McSweyn got into running at King Island District School and honed his skills running around his parents Scott and Jacky’s beef and merino sheep farm before boarding at Ballarat Clarendon College from Year 7, a move which linked him up with the Eureka Athletics Club and strong Ballarat distance running culture.
McSweyn won his maiden national cross country title in Canberra, finishing the 10km Stromlo Forest course to become the fourth Tasmanian to win the title, and the first since Devonport distance running champion David Chettle won in 1977.
He said the combination of cross country and steeplechase was a good one and he would continue to strive for excellence in both.
“I think they work well together.
“The steeple even though it’s only 3km is a strength event as well and cross-country is very similar – it’s a lot of strength through the heels on the undulating terrain,” he said.
“With world cross-country early in the year it’s a good basis to get the aerobic fitness before you start doing more track specific stuff later in the year.”
The 2017 Tasmanian Institute of Sport scholarship holder made his 10,000m debut at December’s Zatopek 10 in Melbourne, finishing second in the national championship.
The result moved him into number two on the Tasmanian all-time list behind Chettle.

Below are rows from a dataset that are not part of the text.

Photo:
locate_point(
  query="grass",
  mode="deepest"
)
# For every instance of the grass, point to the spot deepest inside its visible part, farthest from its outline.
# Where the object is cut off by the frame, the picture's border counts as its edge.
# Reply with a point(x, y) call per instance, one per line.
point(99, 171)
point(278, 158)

McSweyn holds Tasmanian records for 3000m which he achieved in Finland, 3000m steeplechase and 5000m..
But there is one record in his sights – the national Australian steeplechase record of 8:16.22 set by Shaun Creighton in 1993.
“I think I can drop a lot of time as I’m running better than I have last year and my technique and strength is getting better. I definitely think I can run, if everything goes right, 8:20 this year.
“I’ve still got a lot of work to do to become a world-class athlete, but I’m slowly moving up the domestic ranks and hopefully this year I can try and make a mark overseas.”
After finishing fourth in the mile race at Latrobe in Tasmania last week, winning the Devonport equivalent and running a strong second behind Gregson in Burnie on New Year’s Day during the Tasmanian Christmas Carnivals series, McSweyn has two simple goals for 2017.
Make March’s world cross-country championships in Kampala, Uganda, and qualify for the Australian team in the steeplechase, 5000m and 10,000m for August’s world championships in London.
Long term, McSweyn has the 2018 Gold Coast Commonwealth Games and 2020 Tokyo Olympics firmly in his sights.